As Perch explained, automotive recyclers do feel the impact of the increased number of junk cars being sold overseas. “They face a lot of problems caused by the fact that more and more salvage vehicles are leaving the U.S., reducing the number of vehicles that recyclers can acquire,” Perch said. “The fact that there are fewer salvage vehicles available for purchase by recyclers increases the price of the ones that are left in the U.S. market, which reduces recyclers’ revenues greatly.”
Shibarshin deals with the shipping of many cars to locales outside of the U.S. He said that cars from the states continue to be one of the most popular exports, despite restrictions on their import to certain countries.
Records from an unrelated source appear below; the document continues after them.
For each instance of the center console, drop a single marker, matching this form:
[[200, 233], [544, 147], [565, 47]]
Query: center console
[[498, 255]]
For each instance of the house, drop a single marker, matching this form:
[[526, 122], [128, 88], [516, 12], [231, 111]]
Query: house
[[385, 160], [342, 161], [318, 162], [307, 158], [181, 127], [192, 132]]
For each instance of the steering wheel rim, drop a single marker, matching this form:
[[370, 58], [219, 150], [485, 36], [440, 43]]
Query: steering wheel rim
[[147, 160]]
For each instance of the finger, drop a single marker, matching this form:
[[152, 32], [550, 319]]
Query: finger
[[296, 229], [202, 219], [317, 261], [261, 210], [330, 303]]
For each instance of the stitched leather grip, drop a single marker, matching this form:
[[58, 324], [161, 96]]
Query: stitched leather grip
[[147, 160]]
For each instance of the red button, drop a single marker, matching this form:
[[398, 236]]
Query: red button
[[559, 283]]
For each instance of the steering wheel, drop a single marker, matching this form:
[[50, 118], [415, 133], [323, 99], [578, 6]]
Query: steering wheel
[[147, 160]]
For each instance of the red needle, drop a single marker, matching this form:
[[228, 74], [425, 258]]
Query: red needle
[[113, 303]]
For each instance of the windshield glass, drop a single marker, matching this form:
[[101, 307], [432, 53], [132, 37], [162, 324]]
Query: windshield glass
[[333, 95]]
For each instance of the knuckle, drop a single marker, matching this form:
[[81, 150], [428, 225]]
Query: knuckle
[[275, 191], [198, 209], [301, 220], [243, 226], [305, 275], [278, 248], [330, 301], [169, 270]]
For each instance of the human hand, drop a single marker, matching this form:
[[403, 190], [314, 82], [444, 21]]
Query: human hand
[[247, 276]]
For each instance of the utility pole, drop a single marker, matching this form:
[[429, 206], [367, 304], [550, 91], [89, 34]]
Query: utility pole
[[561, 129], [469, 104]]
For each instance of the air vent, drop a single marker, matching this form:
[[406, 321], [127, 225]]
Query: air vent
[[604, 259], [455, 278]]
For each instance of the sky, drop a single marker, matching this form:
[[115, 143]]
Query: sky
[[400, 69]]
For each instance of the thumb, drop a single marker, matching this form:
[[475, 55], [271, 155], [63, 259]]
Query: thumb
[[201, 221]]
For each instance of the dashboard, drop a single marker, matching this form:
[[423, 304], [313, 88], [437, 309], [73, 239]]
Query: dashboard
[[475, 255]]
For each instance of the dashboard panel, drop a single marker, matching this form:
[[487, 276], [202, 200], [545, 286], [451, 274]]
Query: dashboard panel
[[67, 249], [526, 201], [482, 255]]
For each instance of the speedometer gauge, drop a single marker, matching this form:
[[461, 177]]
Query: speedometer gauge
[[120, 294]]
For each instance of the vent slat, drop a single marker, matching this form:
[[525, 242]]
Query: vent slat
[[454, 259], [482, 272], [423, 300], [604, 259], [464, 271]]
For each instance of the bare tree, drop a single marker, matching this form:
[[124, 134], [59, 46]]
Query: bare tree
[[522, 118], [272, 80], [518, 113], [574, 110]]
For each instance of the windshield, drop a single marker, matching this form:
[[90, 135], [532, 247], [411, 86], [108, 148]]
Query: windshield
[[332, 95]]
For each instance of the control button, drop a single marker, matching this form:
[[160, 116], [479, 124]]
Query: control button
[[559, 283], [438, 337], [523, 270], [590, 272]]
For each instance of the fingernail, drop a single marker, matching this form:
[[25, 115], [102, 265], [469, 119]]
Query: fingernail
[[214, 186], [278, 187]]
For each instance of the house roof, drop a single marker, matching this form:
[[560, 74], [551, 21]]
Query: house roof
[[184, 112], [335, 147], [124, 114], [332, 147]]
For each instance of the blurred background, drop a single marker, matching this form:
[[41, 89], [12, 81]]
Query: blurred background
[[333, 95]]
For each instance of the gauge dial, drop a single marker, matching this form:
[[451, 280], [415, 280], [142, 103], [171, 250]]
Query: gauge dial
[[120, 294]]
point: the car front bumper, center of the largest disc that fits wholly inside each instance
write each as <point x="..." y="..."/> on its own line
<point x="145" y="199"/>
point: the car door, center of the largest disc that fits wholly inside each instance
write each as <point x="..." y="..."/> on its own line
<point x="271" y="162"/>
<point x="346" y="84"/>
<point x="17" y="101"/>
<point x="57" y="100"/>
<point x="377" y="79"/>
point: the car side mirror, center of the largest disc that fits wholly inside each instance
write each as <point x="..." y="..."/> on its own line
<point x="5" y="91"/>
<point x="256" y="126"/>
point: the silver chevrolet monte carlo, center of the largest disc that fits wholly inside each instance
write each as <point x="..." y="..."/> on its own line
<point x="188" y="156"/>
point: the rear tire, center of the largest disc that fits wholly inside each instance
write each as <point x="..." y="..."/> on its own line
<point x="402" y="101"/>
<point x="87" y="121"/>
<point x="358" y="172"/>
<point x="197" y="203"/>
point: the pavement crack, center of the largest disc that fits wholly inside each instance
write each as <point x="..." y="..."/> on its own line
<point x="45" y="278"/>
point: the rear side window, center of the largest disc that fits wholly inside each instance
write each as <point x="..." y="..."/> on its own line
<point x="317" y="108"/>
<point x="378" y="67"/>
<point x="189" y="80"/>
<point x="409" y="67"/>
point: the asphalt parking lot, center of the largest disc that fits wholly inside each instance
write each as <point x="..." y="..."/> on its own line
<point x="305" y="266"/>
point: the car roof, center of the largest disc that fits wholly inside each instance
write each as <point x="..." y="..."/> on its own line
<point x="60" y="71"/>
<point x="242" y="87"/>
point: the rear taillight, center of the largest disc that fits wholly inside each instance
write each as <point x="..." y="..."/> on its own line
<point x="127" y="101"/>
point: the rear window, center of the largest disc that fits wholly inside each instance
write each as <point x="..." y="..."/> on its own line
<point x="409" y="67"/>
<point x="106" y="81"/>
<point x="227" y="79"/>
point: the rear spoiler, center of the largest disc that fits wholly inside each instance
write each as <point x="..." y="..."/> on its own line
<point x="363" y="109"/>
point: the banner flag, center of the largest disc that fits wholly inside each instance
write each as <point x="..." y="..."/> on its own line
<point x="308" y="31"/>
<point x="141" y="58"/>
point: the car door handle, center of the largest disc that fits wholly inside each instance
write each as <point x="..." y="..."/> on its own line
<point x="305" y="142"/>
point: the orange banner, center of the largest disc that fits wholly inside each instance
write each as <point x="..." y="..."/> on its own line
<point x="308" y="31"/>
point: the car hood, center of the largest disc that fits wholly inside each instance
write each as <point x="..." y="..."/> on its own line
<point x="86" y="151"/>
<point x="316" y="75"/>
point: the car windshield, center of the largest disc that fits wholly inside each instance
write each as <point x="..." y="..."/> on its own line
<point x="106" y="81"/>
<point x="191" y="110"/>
“Generally, these cars are purchased at salvage car auctions by overseas buyers,” Shibarshin said. “They are then either exported in containers overseas—up to five cars per container—or taken apart piece by piece in the states and exported as parts. The cars are then fixed up by shops overseas and the parts are sold.”
Africa and the Middle East tend to be the most popular destinations. Previously, Kyrgyzstan was a big importer until they joined the Russian union and drastically increased their import taxes.
The internet has certainly made it easier to export junk cars to buyers across the globe. “Consumers can now reach a worldwide audience when selling their junk cars. They typically post them on sites such as eBay and Craigslist, which tend to attract end buyers and re-sellers overseas,” Shibarshin said. Some utilize licensed auto dealers to help them sell their cars at salvage car auctions. And there are also a growing number of U.S. dealers who buy junk cars and fix them to a drivable condition and market them to overseas buyers.
“It hurts the recycling industry because it extends the life of cars,” Shibarshin said. “Instead of being recycled, they continue to drive in developing countries around the world.”